If the argument against fetal stem cell research is based upon the view that destroying the embryo (as a result of conducting scientific experiments on it) is the taking of a person's life, then this assumes that it is murder. It also follows that destroying the embryo without using it for scientific experiments is murder. Similarly, the view that all abortion is murder follows (as long as you assume, as I do, that there is no successful defense against this implication based on the right of the mother not to have a parasite use her body.)

So, the argument against stem-cell research has to assume that the brainless cells in question are people, if the argument is about murder. This is a difficult position to maintain, given that many cells are similarly brainless yet not people: liver cells, skin cells. And these also can get brains with the cloning technology we will get in the future. Or, at least, the contingency of technological possibility there should not matter. Even if the technology is forever beyond us to clone a person with a brain from a liver cell, it is in principle possible, as possible as it is for an embryo to become such a being. In short, if brainless embryos are people, then all human cells are people. Both need certain conditions to bring about the fruition. Both have very similar, complex internal mechanisms that will bring it about under the respective conditions. That the embryo is an organism does not appear to be relevant.
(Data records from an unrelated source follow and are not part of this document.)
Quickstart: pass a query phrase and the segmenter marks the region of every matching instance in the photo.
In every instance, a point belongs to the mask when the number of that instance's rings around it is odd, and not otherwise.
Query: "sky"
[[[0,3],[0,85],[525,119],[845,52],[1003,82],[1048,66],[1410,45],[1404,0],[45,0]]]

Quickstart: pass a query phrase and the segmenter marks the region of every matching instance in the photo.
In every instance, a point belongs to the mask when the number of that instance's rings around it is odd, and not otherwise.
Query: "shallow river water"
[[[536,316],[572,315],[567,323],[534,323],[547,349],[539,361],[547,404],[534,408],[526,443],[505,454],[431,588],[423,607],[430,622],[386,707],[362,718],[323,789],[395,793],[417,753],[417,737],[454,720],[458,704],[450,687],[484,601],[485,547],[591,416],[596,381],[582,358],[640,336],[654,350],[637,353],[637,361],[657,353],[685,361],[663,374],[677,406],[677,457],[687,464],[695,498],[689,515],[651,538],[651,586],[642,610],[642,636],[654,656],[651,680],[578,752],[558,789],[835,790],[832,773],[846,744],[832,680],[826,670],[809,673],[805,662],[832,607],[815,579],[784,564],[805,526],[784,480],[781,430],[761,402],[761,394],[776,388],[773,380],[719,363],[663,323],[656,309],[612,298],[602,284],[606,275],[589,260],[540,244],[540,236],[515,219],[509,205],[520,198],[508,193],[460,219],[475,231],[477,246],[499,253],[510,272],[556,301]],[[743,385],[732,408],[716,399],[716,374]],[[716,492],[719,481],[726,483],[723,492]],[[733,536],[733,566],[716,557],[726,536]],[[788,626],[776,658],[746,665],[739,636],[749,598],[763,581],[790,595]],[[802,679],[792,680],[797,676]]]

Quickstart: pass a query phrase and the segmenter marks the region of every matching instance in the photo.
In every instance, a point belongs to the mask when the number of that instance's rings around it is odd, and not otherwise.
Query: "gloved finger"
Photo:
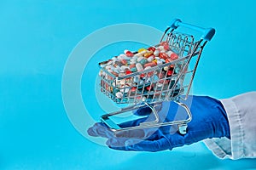
[[[119,150],[132,151],[160,151],[165,150],[172,150],[172,146],[166,138],[157,140],[143,140],[138,139],[109,139],[107,141],[109,148]]]
[[[143,118],[137,119],[134,121],[128,121],[128,122],[119,124],[119,126],[122,128],[128,128],[128,127],[138,126],[141,122],[145,122],[147,118],[148,117],[143,117]]]
[[[154,107],[154,109],[157,111],[160,110],[160,109],[161,109],[161,104],[158,104],[158,105],[152,105],[151,106]],[[137,110],[133,111],[133,114],[137,115],[137,116],[148,116],[151,113],[152,113],[151,108],[149,108],[147,105],[145,105],[143,107],[141,107],[141,108],[137,109]]]
[[[87,133],[94,137],[112,138],[113,136],[113,133],[102,122],[95,123],[87,130]]]
[[[152,110],[148,106],[144,106],[134,110],[133,114],[137,116],[147,116],[149,115],[151,112]]]

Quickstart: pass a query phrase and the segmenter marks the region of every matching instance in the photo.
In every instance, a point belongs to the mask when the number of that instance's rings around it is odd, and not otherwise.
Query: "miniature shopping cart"
[[[179,26],[201,32],[202,36],[195,41],[194,36],[177,31]],[[167,42],[170,51],[178,56],[175,60],[142,71],[130,71],[129,74],[117,74],[109,71],[107,66],[102,66],[108,62],[113,63],[112,60],[100,63],[102,93],[117,104],[133,104],[120,110],[102,116],[101,121],[115,133],[127,130],[177,125],[178,132],[185,134],[187,123],[191,121],[192,114],[189,106],[181,100],[187,99],[203,48],[214,33],[213,28],[201,28],[176,19],[164,32],[160,43],[154,46],[158,48],[161,42]],[[137,53],[133,52],[134,54]],[[156,107],[163,101],[171,100],[186,110],[188,116],[184,120],[160,121]],[[155,118],[154,121],[142,122],[134,127],[121,128],[111,119],[113,116],[143,107],[149,107],[152,110],[151,114]]]

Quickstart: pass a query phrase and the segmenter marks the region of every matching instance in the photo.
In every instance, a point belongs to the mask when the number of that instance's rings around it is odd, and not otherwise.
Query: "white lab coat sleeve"
[[[230,139],[207,139],[205,144],[220,158],[256,157],[256,92],[220,101],[229,119]]]

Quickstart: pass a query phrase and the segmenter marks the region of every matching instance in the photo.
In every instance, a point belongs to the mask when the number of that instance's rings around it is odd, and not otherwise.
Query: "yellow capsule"
[[[147,49],[145,49],[145,48],[139,48],[139,50],[137,50],[137,52],[138,53],[141,53],[141,52],[143,52],[143,51],[146,51]]]
[[[153,53],[154,53],[153,51],[148,51],[148,53],[144,54],[144,57],[148,58],[148,57],[151,56]]]
[[[153,62],[154,62],[155,64],[157,64],[157,60],[154,60]]]

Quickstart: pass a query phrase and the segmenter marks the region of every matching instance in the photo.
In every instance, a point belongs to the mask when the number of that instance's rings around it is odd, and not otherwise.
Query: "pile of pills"
[[[178,55],[172,52],[167,42],[162,42],[155,47],[140,48],[137,52],[125,50],[123,54],[113,57],[108,61],[100,63],[102,68],[114,76],[122,77],[137,71],[143,71],[152,67],[170,63],[178,59]],[[122,99],[124,95],[132,97],[140,93],[148,94],[154,89],[169,87],[173,81],[166,79],[174,72],[173,65],[166,66],[160,70],[143,71],[140,75],[113,81],[113,77],[101,71],[100,76],[105,80],[110,80],[111,84],[104,83],[102,86],[115,95],[117,99]],[[177,69],[177,68],[176,68]],[[172,88],[172,86],[171,86]]]

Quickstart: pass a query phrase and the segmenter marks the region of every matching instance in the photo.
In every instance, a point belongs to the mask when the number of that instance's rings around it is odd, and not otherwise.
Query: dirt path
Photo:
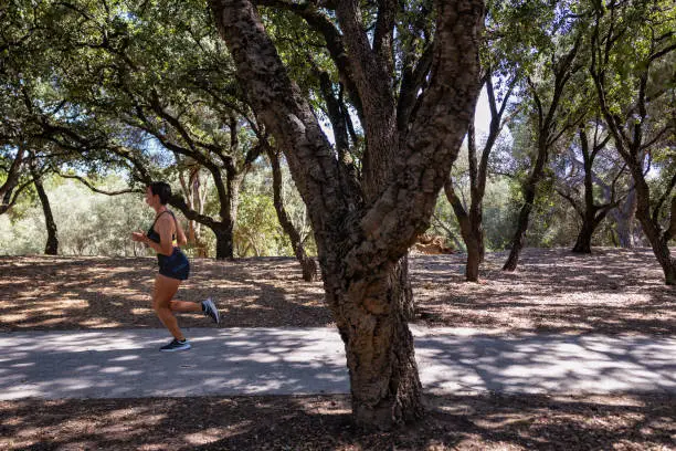
[[[647,249],[524,252],[520,270],[488,254],[482,283],[464,283],[462,255],[413,255],[415,322],[495,333],[676,333],[676,294]],[[0,258],[0,332],[159,327],[149,305],[154,259]],[[181,298],[219,301],[223,327],[331,324],[320,282],[286,258],[193,261]],[[199,327],[199,316],[181,325]]]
On the other hand, in this connection the amount of medical research that could come from fetal stem cells is irrelevant if the embroy is a person. We may not kill people for medical research. So, the appeal to medical usefulness is misguided. Still, though it's misguided, it is aimed at a weak argument: that destroying a certain kind of cell is murder.
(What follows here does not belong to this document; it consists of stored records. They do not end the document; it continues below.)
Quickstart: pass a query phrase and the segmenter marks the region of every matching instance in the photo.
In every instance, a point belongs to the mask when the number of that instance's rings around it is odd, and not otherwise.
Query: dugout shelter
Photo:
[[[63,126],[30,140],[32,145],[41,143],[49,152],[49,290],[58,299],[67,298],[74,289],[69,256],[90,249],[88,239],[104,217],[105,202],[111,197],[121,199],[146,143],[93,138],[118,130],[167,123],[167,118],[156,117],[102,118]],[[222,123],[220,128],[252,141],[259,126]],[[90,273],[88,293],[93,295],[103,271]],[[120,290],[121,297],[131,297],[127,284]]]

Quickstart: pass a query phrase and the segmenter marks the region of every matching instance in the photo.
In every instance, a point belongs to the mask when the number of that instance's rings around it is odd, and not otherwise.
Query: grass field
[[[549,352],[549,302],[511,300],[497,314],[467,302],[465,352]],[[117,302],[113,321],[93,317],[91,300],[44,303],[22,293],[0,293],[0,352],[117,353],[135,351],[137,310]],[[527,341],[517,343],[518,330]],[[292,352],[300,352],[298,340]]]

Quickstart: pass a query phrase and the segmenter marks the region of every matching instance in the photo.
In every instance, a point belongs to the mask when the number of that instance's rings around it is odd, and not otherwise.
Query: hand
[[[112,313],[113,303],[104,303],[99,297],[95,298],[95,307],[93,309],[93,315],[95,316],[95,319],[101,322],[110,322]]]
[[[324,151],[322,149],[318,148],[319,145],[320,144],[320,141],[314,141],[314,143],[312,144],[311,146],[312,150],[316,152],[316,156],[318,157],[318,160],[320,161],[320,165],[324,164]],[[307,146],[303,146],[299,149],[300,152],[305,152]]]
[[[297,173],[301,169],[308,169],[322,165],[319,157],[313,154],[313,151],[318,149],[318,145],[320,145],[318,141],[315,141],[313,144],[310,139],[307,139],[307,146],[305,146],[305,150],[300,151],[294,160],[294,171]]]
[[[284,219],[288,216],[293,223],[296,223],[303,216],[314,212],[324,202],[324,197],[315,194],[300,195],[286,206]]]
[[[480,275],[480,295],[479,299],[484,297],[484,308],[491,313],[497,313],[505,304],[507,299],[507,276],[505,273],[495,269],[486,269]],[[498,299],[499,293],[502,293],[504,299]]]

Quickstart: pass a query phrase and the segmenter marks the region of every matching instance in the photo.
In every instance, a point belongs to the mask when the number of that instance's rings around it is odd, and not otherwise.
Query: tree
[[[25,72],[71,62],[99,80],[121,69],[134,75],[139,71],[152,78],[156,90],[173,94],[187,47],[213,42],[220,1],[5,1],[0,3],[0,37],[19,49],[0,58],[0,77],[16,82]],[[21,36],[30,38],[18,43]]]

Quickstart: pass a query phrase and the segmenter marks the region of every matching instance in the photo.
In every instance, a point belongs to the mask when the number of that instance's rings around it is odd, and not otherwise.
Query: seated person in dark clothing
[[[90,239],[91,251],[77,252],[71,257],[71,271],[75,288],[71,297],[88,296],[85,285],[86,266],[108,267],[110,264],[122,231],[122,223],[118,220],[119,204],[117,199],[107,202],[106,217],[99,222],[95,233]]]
If, on the other hand, destroying an embryo is not murder, then neither is abortion in the stage before there is brain tissue. Perhaps, rather, the argument is that it is just immoral to destroy human organisms even when they are not yet people and do not yet have brains. This is a reasonable argument. There is something unseemly about destroying human fertilized eggs. It may even be immoral, after the fashion of buying great art, taking it home, and burning it for fun. But whether this should be illegal is hard to say. It's an open question, though I would not be in favor of this infringement of liberty when what is at stake morally is not clear but merely "unseemly."

To this argument, the medical usefulness of fetal stem cells is relevant. But again the argument from unseemliness is anything but clearly well-founded. Why bring up the extraneous matter of the usefulness of scientific research? How can you weigh the value of the future, unknown research against the value of keeping non-person human organisms alive? These are imponderables.

So, the debate is uninteresting to me. None of the arguments is interesting. Only one has obvious weight, namely, the argument that a cell without a brain is not a person and therefore cannot be murdered. So, I'm not interested in the topic. By all means, default to liberty here and oppose prohibitions on the research. And cutting off government funds is close enough to such a prohibition as long as our medical research system is as socialized as it is.